From Prompts to Protocols: An AI Agent for Laboratory Automation
From Prompts to Protocols: An AI Agent for Laboratory Automation
从提示词到实验方案:用于实验室自动化的 AI 智能体
Abstract: Automating science laboratories enables faster, safer, more accurate, and more reproducible execution of protocols, accelerating the discovery and testing of new materials, drugs, and more. However, setting up and running autonomous labs requires coordinating numerous instruments and robots, forcing scientists to write code, manage configuration files, and navigate complex software infrastructure.
摘要: 科学实验室的自动化能够实现更快速、更安全、更精确且更具可重复性的实验方案执行,从而加速新材料、药物及其他领域的发现与测试。然而,建立和运行自主实验室需要协调大量的仪器和机器人,这迫使科学家们必须编写代码、管理配置文件并应对复杂的软件基础设施。
We present an AI agent architecture that integrates large language models with laboratory orchestration, enabling scientists to interactively create and monitor automated lab protocols using natural language. Integrated into the Experiment Orchestration System (EOS), the AI agent operates under an agentic loop with automated validation and error correction, and supports the complete experimental lifecycle: creating protocols, running and monitoring both protocols and closed-loop optimization campaigns, and analyzing results.
我们提出了一种将大语言模型与实验室编排系统相结合的 AI 智能体架构,使科学家能够使用自然语言交互式地创建和监控自动化实验方案。该 AI 智能体集成在实验编排系统(EOS)中,在包含自动验证和纠错功能的智能体循环下运行,并支持完整的实验生命周期:包括创建方案、运行及监控实验方案与闭环优化任务,以及分析实验结果。

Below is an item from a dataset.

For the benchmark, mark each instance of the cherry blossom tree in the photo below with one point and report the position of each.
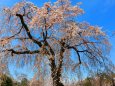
(51, 38)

A visual graph editor renders protocols as interactive node-based diagrams synchronized with the AI agent’s protocol representation, enabling seamless alternation between AI-assisted and manual protocol construction. Evaluated on three simulated automated labs spanning chemistry, biology, and materials science, the AI agent achieves a 97% first-attempt protocol generation success rate and an order of magnitude reduction in required interface actions.
一个可视化图形编辑器将实验方案呈现为交互式的节点图,并与 AI 智能体的方案表示保持同步,从而实现了 AI 辅助构建与手动构建之间的无缝切换。在涵盖化学、生物学和材料科学的三个模拟自动化实验室中进行的评估显示,该 AI 智能体在实验方案生成上的首次尝试成功率达到了 97%,并将所需的界面操作次数减少了一个数量级。